Over five dozen schools in Toronto exceeded federal guidelines for lead in drinking water during the 2023-24 school year, provincial testing data shows.
Federal government guidelines consider drinking water safe if its lead content is five parts per billion or less. The Province of Ontario has more lenient rules, which allow up to 10 parts per billion.
Samples taken from Toronto District School Board and Toronto Catholic District School Board schools during the last school year found 66 of the city’s schools exceeded the federal threshold.
Twenty-one also tested over the provincial limit of 10 parts per billion.
MAP: Dark grey indicates Toronto schools with test results over 10 ppb, and light grey indicates test results over 5 ppb. Click on a point for details.
"There's no level of lead exposure that isn't linked to negative health outcomes, but it's particularly dangerous for children and youth," explained Julie Mutis, a community outreach worker at the Canadian Environmental Law Association, which wrote a report on the data.
"When we're talking about children in a very important stage of development in their brains, it can impact your cognitive development. We see outcomes like a decrease in IQ, difficulties with attention and focus, behavioural issues, and things such as delays in fine motor skills."
Zion Heights Middle School, located on Leslie Street near Finch Avenue East, had eight water tests exceeding federal and provincial standards during the last school year, the highest number in the city and the second highest in the province.
Lead was used in plumbing systems until the 1970s, and in solder until the 1990s. That means even relatively new school buildings can suffer from the drinking water issue.
The provincial government has spent nearly two decades trying to eliminate lead from drinking water in schools and childcare facilities, the CELA’s report notes, yet the problem still persists.

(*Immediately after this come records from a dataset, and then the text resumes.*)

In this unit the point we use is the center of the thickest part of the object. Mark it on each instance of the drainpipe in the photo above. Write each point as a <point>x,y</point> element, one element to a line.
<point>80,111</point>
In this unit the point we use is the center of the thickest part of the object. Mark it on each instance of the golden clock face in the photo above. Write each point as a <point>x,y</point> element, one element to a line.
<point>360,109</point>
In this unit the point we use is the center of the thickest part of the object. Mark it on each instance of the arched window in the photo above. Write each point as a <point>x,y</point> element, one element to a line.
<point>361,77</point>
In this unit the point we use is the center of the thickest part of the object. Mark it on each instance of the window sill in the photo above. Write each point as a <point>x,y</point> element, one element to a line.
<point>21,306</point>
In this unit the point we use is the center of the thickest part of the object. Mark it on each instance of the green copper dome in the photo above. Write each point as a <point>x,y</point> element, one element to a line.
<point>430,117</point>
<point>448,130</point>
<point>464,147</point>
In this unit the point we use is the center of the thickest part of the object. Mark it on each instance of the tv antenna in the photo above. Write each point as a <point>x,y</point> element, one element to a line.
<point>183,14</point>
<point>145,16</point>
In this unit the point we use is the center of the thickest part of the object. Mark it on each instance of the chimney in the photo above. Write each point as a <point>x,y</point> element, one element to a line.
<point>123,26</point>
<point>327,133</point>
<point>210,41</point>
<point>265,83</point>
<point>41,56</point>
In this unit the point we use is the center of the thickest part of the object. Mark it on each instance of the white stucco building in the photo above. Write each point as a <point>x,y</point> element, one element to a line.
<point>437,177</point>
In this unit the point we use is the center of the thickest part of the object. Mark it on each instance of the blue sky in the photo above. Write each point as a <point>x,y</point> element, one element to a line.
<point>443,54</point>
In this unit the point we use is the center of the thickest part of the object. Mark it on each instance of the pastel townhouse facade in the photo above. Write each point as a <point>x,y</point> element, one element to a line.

Replacing parts of plumbing systems or installing filters is the best way to ensure drinking water isn’t dangerous to students, according to Mutis.
However, she said schools that haven’t received those expensive upgrades will often flush their water systems in the morning to get rid of the water that had been sitting overnight in the pipes.
"There's sort of this reliance on flushing,” she told TorontoToday. “In the morning — if you know a tap has lead components to it — flushing it for a certain amount of time as prescribed by your local public health unit, and then considering it good to go for the rest of the day.”
“That is not really best practice any more."
In the late 1990s, there was a noticeable fall in social ills like teen pregnancy and violent crime in the United States, which has been linked to the phasing out of lead in gasoline around twenty years prior. Similar correlations were found in other industrialized countries.
The CELA is urging the Ontario government to mandate more thorough testing. Currently, schools that test below the provincial lead contamination threshold can skip some annual tests.
The group also wants mandatory parental notification when students are exposed to high levels of lead in their school’s drinking water.
"The focus is that the lead should come out," Mutis stressed.